Des études récentes et importantes ont montré que les patients atteints du SII – en particulier les femmes – souffrent fréquemment d’anxiété (4 patients sur 10) et de dépression (3 patients sur 10), ou présentent des symptômes d’anxiété. Mais l’inverse est également vrai, ce qui signifie que les patients souffrant d’anxiété et de dépression ont deux fois plus de risques de développer un SII.

Le lien étroit entre l’anxiété, la dépression et le SII est important, car plus les troubles psychologiques sont élevés, plus la gravité du SII l’est.

C’est pourquoi la plupart des patients atteints du SII ne peuvent pas être traités exclusivement avec un régime alimentaire et ont besoin de moyens non alimentaires pour améliorer leur qualité de vie, diminuer leur stress et leurs symptômes intestinaux.

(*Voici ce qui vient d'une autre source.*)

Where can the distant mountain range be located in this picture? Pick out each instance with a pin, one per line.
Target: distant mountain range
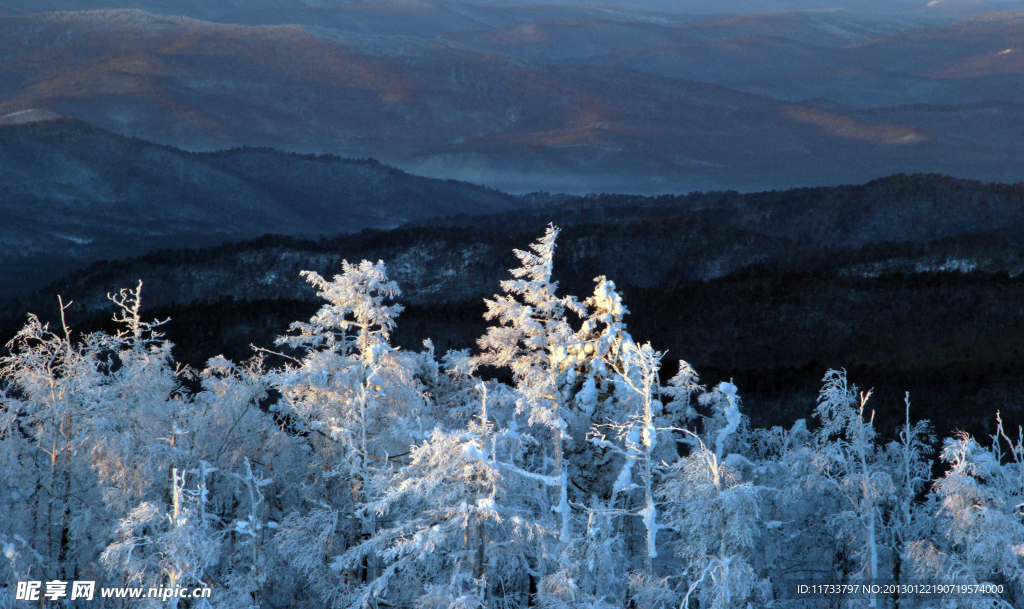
(72, 193)
(910, 283)
(558, 97)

Les thérapies psychologiques (thérapie cognitivo-comportementale et hypnothérapie orientée vers l’intestin), la pleine conscience et même le yoga en constituent quelques exemples. Une bonne santé physique est également importante. L’exercice physique et le fait de passer du temps dans la nature ont des effets psychologiques positifs, qui ont probablement un impact indirect sur l’axe intestin-cerveau.

 

Sommes-nous prêts à utiliser les interventions orientées vers le microbiome afin d’améliorer la santé mentale et le bien-être ?

Plusieurs études ont démontré que le transfert de microbiote de patients souffrant d’anxiété ou de dépression chez des souris exemptes de germes peut induire chez elles un comportement anormal. Cela suggère qu’un microbiote intestinal altéré pourrait être impliqué dans les troubles de la santé mentale et les séquelles psychologiques dont souffrent les patients atteints du SII.

Ce lien entre le microbiote intestinal et la santé mentale a donné lieu au terme « psychobiotique » qui a été employé pour la première fois en 2013 par John Cryan et Ted Dinan de l’université College Cork pour décrire les bactéries vivantes (probiotiques) qui ont un impact sur la santé mentale via le microbiome intestinal.

Plus récemment, la définition des psychobiotiques s’est élargie pour inclure non seulement les probiotiques, mais également les prébiotiques et d’autres moyens d’influencer le microbiote intestinal au profit de la santé mentale :

  • Une alimentation équilibrée, riche en légumes et en aliments fermentés: les personnes qui suivent un « régime psychobiotique », c’est-à-dire riche en fruits, légumes, céréales, légumineuses et aliments fermentés, semblent être beaucoup moins enclines au stress. Le régime méditerranéen s’avère meilleur que les régimes restrictifs à la mode qui évitent les sources de fibres préférées de notre microbiote intestinal. Les résultats préliminaires ont d’ailleurs montré qu’il aide à améliorer les symptômes gastro-intestinaux et psychologiques.
  • Certains probiotiques: de petites études chez des êtres humains ont mis en évidence les avantages de Bifidobacterium longum NCC3001 et de Saccharomyces cerevisiae I-3856 pour améliorer la santé intestinale et mentale des personnes souffrant du SII. Chez les adultes en bonne santé, longum 1714 est source de bénéfices potentiels pour réduire le stress.
  • Les acides gras à chaîne courte: ces molécules issues de la fermentation des fibres par les microbes intestinaux atténuent les symptômes du stress et améliorent la perméabilité intestinale chez des souris exposées à un stress psychologique.